# Thread: Partial derivatives (from D'Alembert)

1. ## Partial derivatives (from D'Alembert)

Hello, I'm wondering, how would you answer the following question?

I've put in the conditions, but really can't see how to find the functions. I'd really appreciate some help. Thank you.

2. Originally Posted by jonmondalson
Hello, I'm wondering, how would you answer the following question?

I've put in the conditions, but really can't see how to find the functions. I'd really appreciate some help.
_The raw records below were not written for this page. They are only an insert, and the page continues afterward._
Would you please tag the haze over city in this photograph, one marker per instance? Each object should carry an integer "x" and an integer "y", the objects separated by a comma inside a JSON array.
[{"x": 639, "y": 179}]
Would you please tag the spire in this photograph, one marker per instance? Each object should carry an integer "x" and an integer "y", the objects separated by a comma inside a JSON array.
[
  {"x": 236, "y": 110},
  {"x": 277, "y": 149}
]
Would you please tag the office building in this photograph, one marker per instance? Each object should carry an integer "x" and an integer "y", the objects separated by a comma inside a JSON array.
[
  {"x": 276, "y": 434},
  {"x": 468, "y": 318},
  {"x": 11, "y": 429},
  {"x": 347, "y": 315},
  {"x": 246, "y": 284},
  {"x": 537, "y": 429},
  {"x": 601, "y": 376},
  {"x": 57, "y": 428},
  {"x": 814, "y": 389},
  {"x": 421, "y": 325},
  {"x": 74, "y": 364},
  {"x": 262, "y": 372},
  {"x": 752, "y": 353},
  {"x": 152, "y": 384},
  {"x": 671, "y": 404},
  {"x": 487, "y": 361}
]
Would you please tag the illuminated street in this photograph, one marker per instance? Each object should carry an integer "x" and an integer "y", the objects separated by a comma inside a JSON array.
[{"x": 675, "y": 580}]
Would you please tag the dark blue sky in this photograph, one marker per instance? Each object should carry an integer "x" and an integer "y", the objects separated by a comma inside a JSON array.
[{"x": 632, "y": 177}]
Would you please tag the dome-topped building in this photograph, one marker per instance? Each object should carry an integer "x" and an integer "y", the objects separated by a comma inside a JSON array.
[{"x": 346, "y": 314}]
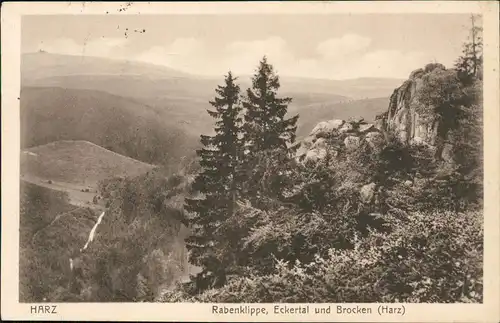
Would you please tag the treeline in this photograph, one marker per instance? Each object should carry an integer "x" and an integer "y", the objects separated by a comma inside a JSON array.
[{"x": 266, "y": 228}]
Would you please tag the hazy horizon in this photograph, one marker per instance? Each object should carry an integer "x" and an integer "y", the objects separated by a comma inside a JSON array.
[{"x": 334, "y": 47}]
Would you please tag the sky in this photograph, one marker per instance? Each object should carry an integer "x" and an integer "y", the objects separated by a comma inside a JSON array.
[{"x": 330, "y": 46}]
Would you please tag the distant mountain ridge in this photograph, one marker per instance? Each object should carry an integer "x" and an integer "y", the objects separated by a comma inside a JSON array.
[{"x": 156, "y": 114}]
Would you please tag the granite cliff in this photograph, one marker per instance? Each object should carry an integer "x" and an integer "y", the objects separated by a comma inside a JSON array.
[{"x": 414, "y": 116}]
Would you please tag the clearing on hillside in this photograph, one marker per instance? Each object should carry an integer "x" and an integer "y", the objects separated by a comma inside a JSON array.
[{"x": 78, "y": 163}]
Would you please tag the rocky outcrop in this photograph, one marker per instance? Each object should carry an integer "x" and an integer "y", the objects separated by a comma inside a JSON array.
[
  {"x": 404, "y": 118},
  {"x": 329, "y": 138}
]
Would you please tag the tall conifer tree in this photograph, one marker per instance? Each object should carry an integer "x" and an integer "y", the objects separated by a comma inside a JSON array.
[
  {"x": 265, "y": 124},
  {"x": 218, "y": 185},
  {"x": 268, "y": 133}
]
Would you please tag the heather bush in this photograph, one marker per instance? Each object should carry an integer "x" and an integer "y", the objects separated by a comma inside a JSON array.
[{"x": 429, "y": 258}]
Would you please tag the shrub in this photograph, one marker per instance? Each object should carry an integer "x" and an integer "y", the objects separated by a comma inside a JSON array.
[{"x": 429, "y": 258}]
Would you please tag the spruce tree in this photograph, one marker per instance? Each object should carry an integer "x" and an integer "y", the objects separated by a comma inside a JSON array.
[
  {"x": 469, "y": 64},
  {"x": 265, "y": 124},
  {"x": 268, "y": 134},
  {"x": 218, "y": 185}
]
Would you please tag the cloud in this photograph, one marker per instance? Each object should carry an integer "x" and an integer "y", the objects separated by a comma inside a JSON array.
[
  {"x": 348, "y": 56},
  {"x": 102, "y": 47},
  {"x": 335, "y": 48}
]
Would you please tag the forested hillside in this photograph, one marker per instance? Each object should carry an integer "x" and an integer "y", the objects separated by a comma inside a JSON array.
[{"x": 358, "y": 210}]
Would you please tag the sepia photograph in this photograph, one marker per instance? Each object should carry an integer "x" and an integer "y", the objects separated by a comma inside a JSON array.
[{"x": 306, "y": 158}]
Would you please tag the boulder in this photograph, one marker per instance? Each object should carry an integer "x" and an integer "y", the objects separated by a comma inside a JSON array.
[
  {"x": 375, "y": 139},
  {"x": 316, "y": 154},
  {"x": 352, "y": 142},
  {"x": 367, "y": 193},
  {"x": 326, "y": 127},
  {"x": 347, "y": 127},
  {"x": 366, "y": 127},
  {"x": 410, "y": 118}
]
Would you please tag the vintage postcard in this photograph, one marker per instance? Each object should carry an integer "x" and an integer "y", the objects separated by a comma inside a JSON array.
[{"x": 250, "y": 161}]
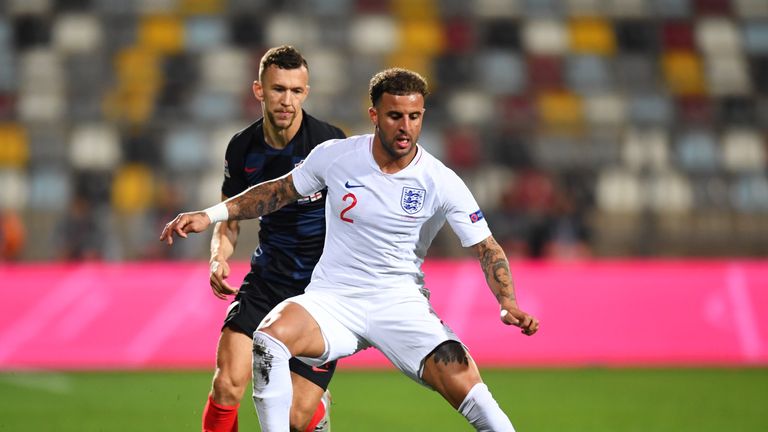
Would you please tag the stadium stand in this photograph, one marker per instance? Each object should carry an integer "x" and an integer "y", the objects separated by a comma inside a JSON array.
[{"x": 643, "y": 123}]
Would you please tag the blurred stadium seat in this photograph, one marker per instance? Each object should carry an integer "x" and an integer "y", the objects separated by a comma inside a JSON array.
[{"x": 659, "y": 107}]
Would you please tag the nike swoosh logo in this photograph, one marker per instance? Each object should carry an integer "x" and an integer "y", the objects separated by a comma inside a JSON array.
[{"x": 350, "y": 186}]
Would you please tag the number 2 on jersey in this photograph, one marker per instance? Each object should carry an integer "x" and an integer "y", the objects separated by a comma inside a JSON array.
[{"x": 352, "y": 197}]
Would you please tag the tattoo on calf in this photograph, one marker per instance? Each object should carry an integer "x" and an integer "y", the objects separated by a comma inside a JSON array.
[
  {"x": 262, "y": 361},
  {"x": 450, "y": 352}
]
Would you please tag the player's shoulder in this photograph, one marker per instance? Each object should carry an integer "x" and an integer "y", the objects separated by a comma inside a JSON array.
[
  {"x": 322, "y": 129},
  {"x": 346, "y": 144}
]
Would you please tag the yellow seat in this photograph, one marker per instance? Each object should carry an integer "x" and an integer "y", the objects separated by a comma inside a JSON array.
[
  {"x": 683, "y": 72},
  {"x": 415, "y": 9},
  {"x": 424, "y": 37},
  {"x": 560, "y": 110},
  {"x": 161, "y": 33},
  {"x": 592, "y": 36},
  {"x": 14, "y": 145}
]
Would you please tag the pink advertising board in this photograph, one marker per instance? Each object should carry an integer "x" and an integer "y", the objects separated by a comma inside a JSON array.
[{"x": 613, "y": 313}]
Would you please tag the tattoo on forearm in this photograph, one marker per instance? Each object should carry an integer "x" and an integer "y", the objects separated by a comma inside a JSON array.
[
  {"x": 496, "y": 269},
  {"x": 263, "y": 199}
]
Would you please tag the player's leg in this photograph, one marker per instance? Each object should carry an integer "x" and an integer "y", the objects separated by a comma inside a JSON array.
[
  {"x": 310, "y": 408},
  {"x": 233, "y": 371},
  {"x": 286, "y": 331},
  {"x": 452, "y": 373},
  {"x": 320, "y": 329},
  {"x": 435, "y": 357}
]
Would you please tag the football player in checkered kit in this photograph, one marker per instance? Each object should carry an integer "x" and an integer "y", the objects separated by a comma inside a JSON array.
[{"x": 386, "y": 200}]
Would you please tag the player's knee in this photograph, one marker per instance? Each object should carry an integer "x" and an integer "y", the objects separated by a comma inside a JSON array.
[
  {"x": 227, "y": 388},
  {"x": 301, "y": 416},
  {"x": 449, "y": 354}
]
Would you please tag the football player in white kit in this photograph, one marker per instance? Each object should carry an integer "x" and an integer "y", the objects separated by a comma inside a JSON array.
[{"x": 387, "y": 198}]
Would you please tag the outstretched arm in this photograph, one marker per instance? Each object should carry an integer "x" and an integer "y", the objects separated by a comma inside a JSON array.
[
  {"x": 496, "y": 268},
  {"x": 223, "y": 242},
  {"x": 254, "y": 202}
]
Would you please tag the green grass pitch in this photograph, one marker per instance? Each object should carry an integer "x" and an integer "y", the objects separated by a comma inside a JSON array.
[{"x": 540, "y": 400}]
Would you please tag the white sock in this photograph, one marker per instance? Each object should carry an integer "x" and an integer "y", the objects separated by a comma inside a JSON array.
[
  {"x": 483, "y": 412},
  {"x": 272, "y": 389}
]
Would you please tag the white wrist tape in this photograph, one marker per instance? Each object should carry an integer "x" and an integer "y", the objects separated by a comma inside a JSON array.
[{"x": 217, "y": 213}]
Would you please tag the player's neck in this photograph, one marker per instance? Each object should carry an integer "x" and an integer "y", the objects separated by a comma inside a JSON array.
[
  {"x": 388, "y": 163},
  {"x": 279, "y": 138}
]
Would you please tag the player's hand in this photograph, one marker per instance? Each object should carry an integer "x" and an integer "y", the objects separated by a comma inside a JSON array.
[
  {"x": 219, "y": 274},
  {"x": 185, "y": 223},
  {"x": 516, "y": 317}
]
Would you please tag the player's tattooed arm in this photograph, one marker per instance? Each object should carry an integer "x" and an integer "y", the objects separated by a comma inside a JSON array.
[
  {"x": 496, "y": 268},
  {"x": 263, "y": 198}
]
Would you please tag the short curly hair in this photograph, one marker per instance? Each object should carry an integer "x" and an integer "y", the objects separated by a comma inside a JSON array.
[
  {"x": 284, "y": 57},
  {"x": 396, "y": 81}
]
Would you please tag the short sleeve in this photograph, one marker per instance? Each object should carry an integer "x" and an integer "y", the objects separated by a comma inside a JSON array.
[
  {"x": 309, "y": 177},
  {"x": 462, "y": 211}
]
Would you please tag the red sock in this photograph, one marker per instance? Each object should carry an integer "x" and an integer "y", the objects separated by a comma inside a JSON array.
[
  {"x": 316, "y": 417},
  {"x": 219, "y": 418}
]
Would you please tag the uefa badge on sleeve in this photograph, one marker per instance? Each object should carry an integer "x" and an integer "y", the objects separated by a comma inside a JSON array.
[
  {"x": 476, "y": 216},
  {"x": 412, "y": 199}
]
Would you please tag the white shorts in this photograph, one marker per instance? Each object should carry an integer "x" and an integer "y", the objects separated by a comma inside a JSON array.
[{"x": 401, "y": 324}]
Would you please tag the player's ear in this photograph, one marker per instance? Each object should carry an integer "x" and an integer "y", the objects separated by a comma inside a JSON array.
[{"x": 258, "y": 91}]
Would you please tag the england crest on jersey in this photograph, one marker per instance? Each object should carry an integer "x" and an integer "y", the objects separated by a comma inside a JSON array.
[{"x": 412, "y": 200}]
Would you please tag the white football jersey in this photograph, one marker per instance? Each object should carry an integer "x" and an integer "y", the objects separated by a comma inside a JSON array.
[{"x": 379, "y": 226}]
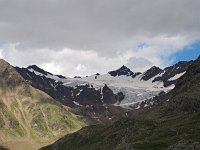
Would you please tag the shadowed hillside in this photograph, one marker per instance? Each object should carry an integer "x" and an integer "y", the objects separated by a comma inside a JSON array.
[
  {"x": 29, "y": 117},
  {"x": 171, "y": 122}
]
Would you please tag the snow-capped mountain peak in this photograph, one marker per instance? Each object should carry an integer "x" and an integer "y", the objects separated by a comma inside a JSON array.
[{"x": 121, "y": 71}]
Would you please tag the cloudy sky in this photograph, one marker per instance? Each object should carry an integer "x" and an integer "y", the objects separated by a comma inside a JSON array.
[{"x": 82, "y": 37}]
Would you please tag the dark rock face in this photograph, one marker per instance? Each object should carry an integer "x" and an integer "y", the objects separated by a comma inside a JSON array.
[
  {"x": 136, "y": 74},
  {"x": 83, "y": 95},
  {"x": 185, "y": 145},
  {"x": 36, "y": 68},
  {"x": 171, "y": 71},
  {"x": 55, "y": 89},
  {"x": 77, "y": 77},
  {"x": 152, "y": 72},
  {"x": 121, "y": 71}
]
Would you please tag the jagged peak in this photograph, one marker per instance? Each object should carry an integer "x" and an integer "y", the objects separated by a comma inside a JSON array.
[
  {"x": 38, "y": 69},
  {"x": 123, "y": 70},
  {"x": 151, "y": 72}
]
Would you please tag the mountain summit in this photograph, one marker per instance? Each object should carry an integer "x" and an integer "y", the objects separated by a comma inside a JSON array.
[{"x": 121, "y": 71}]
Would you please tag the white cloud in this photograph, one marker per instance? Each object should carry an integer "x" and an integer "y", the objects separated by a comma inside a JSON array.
[
  {"x": 76, "y": 37},
  {"x": 153, "y": 51}
]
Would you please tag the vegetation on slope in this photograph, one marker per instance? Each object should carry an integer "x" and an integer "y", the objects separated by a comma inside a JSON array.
[
  {"x": 28, "y": 113},
  {"x": 172, "y": 123}
]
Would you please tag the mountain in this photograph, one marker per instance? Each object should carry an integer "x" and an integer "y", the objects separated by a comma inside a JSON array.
[
  {"x": 121, "y": 71},
  {"x": 172, "y": 73},
  {"x": 150, "y": 73},
  {"x": 87, "y": 90},
  {"x": 29, "y": 118},
  {"x": 169, "y": 121},
  {"x": 91, "y": 103}
]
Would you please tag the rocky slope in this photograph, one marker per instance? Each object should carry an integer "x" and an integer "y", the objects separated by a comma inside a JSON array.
[
  {"x": 125, "y": 87},
  {"x": 169, "y": 121},
  {"x": 29, "y": 117}
]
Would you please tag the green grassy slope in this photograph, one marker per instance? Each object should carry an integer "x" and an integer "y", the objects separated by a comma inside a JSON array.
[
  {"x": 173, "y": 123},
  {"x": 28, "y": 113}
]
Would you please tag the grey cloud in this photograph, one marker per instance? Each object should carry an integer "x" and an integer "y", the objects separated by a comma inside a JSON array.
[{"x": 100, "y": 25}]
Thank you.
So we have that

$\displaystyle u_t(x,t)=-cF'(x-ct)+cG'(x+ct)$

If you plug into the equations you get that

$\displaystyle \frac{1}{x^2+1}=F(x)+G(x)$

$\displaystyle 0=-cF'(x)+cG'(x) \iff F'(x)=G'(x)$

The last line gives

$\displaystyle F(x)=G(x)+k$

This gives

$\displaystyle G(x)=\frac{1}{2}\frac{1}{x^2+1}-\frac{k}{2}$

and

$\displaystyle F(x)=\frac{1}{2}\frac{1}{x^2+1}+\frac{k}{2}$

$\displaystyle F(x-ct)=\frac{1}{2}\frac{1}{(x-ct)^2+1}+\frac{k}{2}$

$\displaystyle G(x+ct)=\frac{1}{2}\frac{1}{(x+ct)^2+1}-\frac{k}{2}$

So the final solution is

$\displaystyle u(x,t)=\frac{1}{2}\frac{1}{(x-ct)^2+1}+\frac{1}{2}\frac{1}{(x+ct)^2+1}$